Last Thursday was The Yorkshire Post’s Excellence in Business Awards and, as you would expect from the region’s premier business awards event, it has left me with a great deal of food for thought.
Over the course of the evening there were many emotional flash points, not least of which when I presented the Individual Award for Excellence to Trevor Hicks, the owner of England Worthside and one of the principal leaders of the Justice for 96 campaign.
Mr Hicks lost his two daughters Sarah and Vicky in the Hillsborough disaster, a loss I genuinely cannot even begin to fathom.
Equipped with a strength and resolve that I can only stand back in awe of, he and his colleagues never gave up despite more than two decades of setbacks in their quest for justice.
If truth be told there are not many people walking this earth who I admire more than Mr Hicks and to present him with the award was without question the greatest honour of my career.
Something he said that evening has stayed with me throughout the weekend and into this week, mainly because of events around the world.
He talked about the experiences he had in his career in business and observed that, were all people in positions of power in possession of the kind of ethics he had seen in his career, and that which had been on display throughout the evening, the world would be a better place.
His remarks drew a standing ovation from the assembled guests and struck a chord with the whole room and beyond.
The fact that within days lurid allegations of harassment and abuse among the political classes continued to surface, as well as the distressing news that for many wealthy individuals taxation seems to be an optional extra, only served to underline his point.
I guess it really is true that life imitates art.
During my 18 months as business editor of The Yorkshire Post I have seen countless examples companies large and small doing things the right way.
Whether it is Gordons solicitors or Grant Thornton taking on apprentices direct from school to give youngsters from disadvantaged backgrounds a leg-up into working for large companies, Harrogate Spring Water providing clean water pumps to some of the poorest regions on the planet, or Persimmon Homes providing pathways back in to the world of work for returning servicemen and women, there are legion examples in Yorkshire, and beyond, of corporations benefiting their communities and making a real difference that extends beyond EBITDA and employment.
We in the media like to make as much copy as we can out of the bad apples who harm the image of British business, not out of glee at their shaming, but because they are very much the exceptions when it comes to how companies are run and operated.
We know for sure that they do not stand for British business nor should they be held up as examples of how things operate in real life.
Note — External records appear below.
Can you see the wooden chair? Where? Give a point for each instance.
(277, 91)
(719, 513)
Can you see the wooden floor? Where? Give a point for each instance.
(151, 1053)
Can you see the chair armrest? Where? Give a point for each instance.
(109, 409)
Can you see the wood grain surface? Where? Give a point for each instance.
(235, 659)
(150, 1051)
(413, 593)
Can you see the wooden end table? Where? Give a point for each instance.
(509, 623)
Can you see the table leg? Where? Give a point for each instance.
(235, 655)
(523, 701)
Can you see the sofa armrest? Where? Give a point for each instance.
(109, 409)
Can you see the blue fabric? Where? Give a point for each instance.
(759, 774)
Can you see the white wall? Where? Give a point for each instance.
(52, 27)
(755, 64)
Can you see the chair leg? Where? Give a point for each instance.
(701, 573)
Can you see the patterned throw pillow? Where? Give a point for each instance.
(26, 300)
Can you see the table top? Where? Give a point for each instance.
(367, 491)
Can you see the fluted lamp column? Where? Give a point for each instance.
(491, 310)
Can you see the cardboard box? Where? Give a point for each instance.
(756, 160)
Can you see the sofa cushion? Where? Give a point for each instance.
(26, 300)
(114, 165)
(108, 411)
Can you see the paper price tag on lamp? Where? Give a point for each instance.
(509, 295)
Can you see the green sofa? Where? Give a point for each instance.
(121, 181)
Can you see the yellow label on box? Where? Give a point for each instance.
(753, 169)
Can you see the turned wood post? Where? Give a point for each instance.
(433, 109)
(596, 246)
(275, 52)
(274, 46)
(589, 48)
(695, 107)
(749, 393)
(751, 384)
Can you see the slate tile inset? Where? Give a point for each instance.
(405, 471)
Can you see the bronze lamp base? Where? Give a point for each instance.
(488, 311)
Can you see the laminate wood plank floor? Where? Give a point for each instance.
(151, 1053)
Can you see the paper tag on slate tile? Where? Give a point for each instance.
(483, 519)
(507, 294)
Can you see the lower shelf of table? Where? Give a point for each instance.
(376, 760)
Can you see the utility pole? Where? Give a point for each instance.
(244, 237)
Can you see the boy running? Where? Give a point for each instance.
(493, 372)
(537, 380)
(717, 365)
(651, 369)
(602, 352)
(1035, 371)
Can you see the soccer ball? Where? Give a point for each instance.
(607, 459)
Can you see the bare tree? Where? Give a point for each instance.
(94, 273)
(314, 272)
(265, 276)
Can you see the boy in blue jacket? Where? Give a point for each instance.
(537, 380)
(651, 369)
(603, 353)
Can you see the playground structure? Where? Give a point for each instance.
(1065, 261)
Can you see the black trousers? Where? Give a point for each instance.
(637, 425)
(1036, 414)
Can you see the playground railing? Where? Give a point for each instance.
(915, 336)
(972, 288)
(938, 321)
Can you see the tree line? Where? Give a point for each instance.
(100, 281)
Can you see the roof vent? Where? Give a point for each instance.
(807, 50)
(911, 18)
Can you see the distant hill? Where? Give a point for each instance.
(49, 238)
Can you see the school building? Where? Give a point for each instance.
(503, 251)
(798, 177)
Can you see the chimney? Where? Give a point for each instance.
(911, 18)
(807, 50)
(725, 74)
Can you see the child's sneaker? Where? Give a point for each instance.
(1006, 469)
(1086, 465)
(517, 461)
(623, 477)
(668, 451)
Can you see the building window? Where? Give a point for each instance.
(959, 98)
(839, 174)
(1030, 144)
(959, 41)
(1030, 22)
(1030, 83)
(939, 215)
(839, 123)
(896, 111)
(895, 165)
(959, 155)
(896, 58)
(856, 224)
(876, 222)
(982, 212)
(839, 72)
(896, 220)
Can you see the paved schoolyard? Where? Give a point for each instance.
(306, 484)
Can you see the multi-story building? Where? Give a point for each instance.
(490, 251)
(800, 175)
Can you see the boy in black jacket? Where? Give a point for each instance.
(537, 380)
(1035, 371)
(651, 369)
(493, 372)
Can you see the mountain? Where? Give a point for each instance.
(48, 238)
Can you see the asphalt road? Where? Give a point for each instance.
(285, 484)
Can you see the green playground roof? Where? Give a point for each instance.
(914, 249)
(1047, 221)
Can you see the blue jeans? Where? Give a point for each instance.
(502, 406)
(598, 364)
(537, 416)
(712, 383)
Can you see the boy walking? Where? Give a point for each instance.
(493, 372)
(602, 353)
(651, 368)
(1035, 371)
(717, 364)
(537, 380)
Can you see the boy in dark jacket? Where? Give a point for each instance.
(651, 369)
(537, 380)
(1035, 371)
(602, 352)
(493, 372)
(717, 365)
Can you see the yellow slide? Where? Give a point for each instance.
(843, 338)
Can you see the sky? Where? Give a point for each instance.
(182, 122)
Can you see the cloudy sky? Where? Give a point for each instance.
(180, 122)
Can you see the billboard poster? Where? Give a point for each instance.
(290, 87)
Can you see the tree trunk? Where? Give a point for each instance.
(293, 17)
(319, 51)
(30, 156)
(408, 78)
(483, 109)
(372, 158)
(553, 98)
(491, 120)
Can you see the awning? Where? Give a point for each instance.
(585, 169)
The expression “with great power comes great responsibility”, first coined by either the French philosopher Voltaire or cartoon character Spiderman depending upon who you believe, is unequivocally true and one that everyone should bear in mind on a day-to-day basis.
Business in this region has done so much good. Without the intervention of our region’s top business leaders I am confident the quest for devolved powers for the region would be nowhere.
Thanks to so many company bosses, the issue has never come off of the agenda. And when we do get a settlement that delivers on our collective potential we will owe them a huge debt of gratitude.
And if ever we needed an example of how to cope with challenge an adversity, we need only look to the example of Trevor Hicks to give us all the inspiration we need to never give up in the pursuit of what is right and necessary.